Review | Songlines

Murmuration

Rating: ★★★

View album and artist details

Album and Artist Details

Artist/band:

Coracle

Label:

Tam Records

January/February/2023

Coracle are accordionist Paul Hutchinson, formerly of the beloved Belshazzar’s Feast with the late Paul Sartin, plus singer and multi-instrumentalist (nyckelharpa, viola da gamba, hurdy-gurdy, cello…) Anna Tam and clarinettist Karen Wimhurst, with whom Hutchinson worked on the excellent Clarion album, as The Pagoda Project. Together they cast musical light and shade across ten tracks comprising a mixture of ancient dance tunes, ballads and self-penned pieces, such as the opening ‘Swash’ and the later ‘Tender as a Green Leaf in Spring’, written by Wimhurst during that first sun- and birdsong-drenched lockdown. Hutchinson, meanwhile, offers up ‘True Lies Matter’ – originally a reaction to the West’s ignoble evacuation from Kabul, and the closing ‘The Beast’, a rolling-hipped tune mixing hurdy-gurdy, clarinet and accordion.

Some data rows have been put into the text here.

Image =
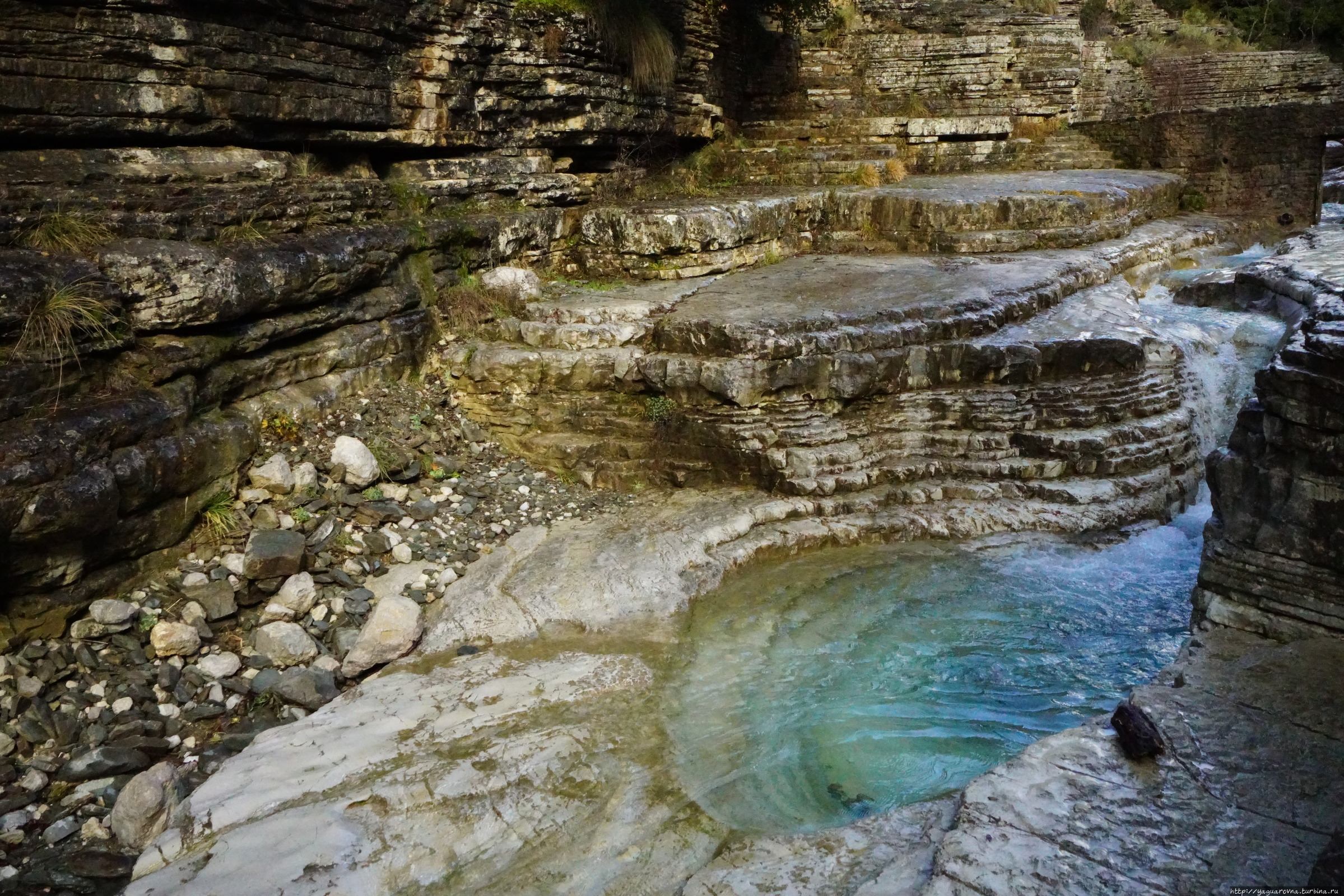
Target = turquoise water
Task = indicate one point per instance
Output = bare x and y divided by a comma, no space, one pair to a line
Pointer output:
853,680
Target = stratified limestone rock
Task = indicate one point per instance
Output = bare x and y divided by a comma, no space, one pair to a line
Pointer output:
466,769
1272,557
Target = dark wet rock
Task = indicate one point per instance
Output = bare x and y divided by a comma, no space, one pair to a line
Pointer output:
104,762
311,688
1136,732
273,554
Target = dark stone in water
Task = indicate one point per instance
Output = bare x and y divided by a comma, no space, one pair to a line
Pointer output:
1139,736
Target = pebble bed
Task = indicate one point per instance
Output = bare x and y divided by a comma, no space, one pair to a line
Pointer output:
257,625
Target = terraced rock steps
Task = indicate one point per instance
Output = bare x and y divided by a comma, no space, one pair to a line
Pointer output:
893,379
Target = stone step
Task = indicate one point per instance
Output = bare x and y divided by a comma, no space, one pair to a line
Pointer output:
927,213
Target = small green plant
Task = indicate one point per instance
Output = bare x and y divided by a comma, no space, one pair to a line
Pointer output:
659,409
62,231
307,166
247,231
282,426
553,7
913,106
53,325
409,199
218,516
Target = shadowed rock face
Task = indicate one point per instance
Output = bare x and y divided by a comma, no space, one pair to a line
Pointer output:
1273,559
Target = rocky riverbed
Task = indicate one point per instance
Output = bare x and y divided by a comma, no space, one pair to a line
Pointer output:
292,591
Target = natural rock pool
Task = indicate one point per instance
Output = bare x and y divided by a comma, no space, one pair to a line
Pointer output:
858,679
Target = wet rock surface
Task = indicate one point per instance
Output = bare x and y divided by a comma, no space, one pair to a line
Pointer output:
155,688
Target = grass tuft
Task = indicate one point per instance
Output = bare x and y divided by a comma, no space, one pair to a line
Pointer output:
218,517
54,324
247,231
62,231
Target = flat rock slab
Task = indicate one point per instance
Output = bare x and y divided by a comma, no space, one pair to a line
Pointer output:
1249,792
482,770
844,302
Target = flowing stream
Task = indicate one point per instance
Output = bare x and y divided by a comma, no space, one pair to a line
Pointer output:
853,680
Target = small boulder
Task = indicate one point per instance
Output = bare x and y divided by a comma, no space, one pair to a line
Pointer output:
359,463
376,543
297,594
309,688
194,614
422,510
273,553
104,762
146,804
305,477
216,598
265,680
92,629
517,282
275,476
285,644
220,665
110,613
175,638
393,629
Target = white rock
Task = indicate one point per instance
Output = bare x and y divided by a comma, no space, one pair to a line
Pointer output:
276,613
112,612
220,665
518,282
273,476
285,644
175,638
361,464
393,629
196,615
305,476
234,563
93,829
299,594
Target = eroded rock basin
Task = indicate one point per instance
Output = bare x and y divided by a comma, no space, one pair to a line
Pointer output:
846,683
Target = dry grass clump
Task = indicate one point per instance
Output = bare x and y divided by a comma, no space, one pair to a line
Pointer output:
1035,129
468,305
247,231
62,231
54,324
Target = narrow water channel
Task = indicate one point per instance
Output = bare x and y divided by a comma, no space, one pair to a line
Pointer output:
853,680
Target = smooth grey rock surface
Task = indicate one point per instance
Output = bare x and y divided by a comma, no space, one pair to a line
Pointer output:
483,770
1248,793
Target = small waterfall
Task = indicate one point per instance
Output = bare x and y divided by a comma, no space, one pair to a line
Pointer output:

Elsewhere, you’ll find some Vaughan Williams on ‘Down Ampney’, with words from a 14th-century mystic poet, and a mixture of Williams and Playford’s The Dancing Master on the hard-to-beat pairing of ‘Sine Nomine/Mr Isaac’s Maggot’. Tam’s clear, shining vocal on the Broadside Ballad ‘Golden Glove’ is matched by her viola da gamba and Hutchinson’s moody accordion accompaniment, and she brings the spirit of strident riposte to their account of Harry Cox’s ‘The Undaunted Female’ – complete with gunshots.